До нее донеслись слова командира роты:
- Канашова, вы зачем здесь? А ну, бегом к машинам разгружать раненых.
Прибывшие санитарные машины наполнили окрестность гулом.
Наташа торопливо вытерла глаза кулаками и, по-детски подшмыгивая носом, кинулась было бежать и вдруг споткнулась. Острая боль резанула в ступне. В глазах потемнело, и она свалилась на бок.

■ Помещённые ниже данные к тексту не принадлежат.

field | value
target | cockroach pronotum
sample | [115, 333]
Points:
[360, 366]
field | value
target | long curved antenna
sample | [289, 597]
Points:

Командир санроты бросился к ней, увидел, что из срезанной будто ножом головки сапога медленно стекает кровь, образуя в снегу ямку с оранжевыми краями.
В тот же вечер Наташу Канашову отправляли в госпиталь. Пришли подруги по службе, пришел и командир санитарной роты. Он дождался, пока все попрощаются и уйдут, и сказал Наташе:
- Вы, Канашова, наверно, ошиблись. Я проверил все списки эвакуированных сегодня. Фамилии Миронова в них нет…
Так и водится в жизни: пришла беда - растворяй ворота. Тяжело раненная Ляна, вывезенная Самойловым на самолете из вражеского тыла и помещенная в госпиталь, вскоре заболела воспалением легких. Ранение и болезнь придавили ее, как маленькое дерево тяжелым снежным настом.
Она упорно боролась, напрягая все силы, но ослабленное ранением тело болезнь ломала так, что порой казалось, она не выдержит ее смертельной тяжести. Исхудавшие руки были настолько бессильными, что она едва шевелила ими.
Не раз врачи сомневались: выживет ли она? В течение месяца у нее не было никаких признаков улучшения, а следовательно, не было и надежд на выздоровление.
Глава шестая
Все три дня, что Аленцова провела в полку Бурунова, лютовала вьюга. В затишке мороз можно было еще терпеть, но в открытом поле, где проходил передний край, студеный ветер, налетавший порывами, не давал дышать, острый, мелкий снег до боли сек веки, выбивал слезу.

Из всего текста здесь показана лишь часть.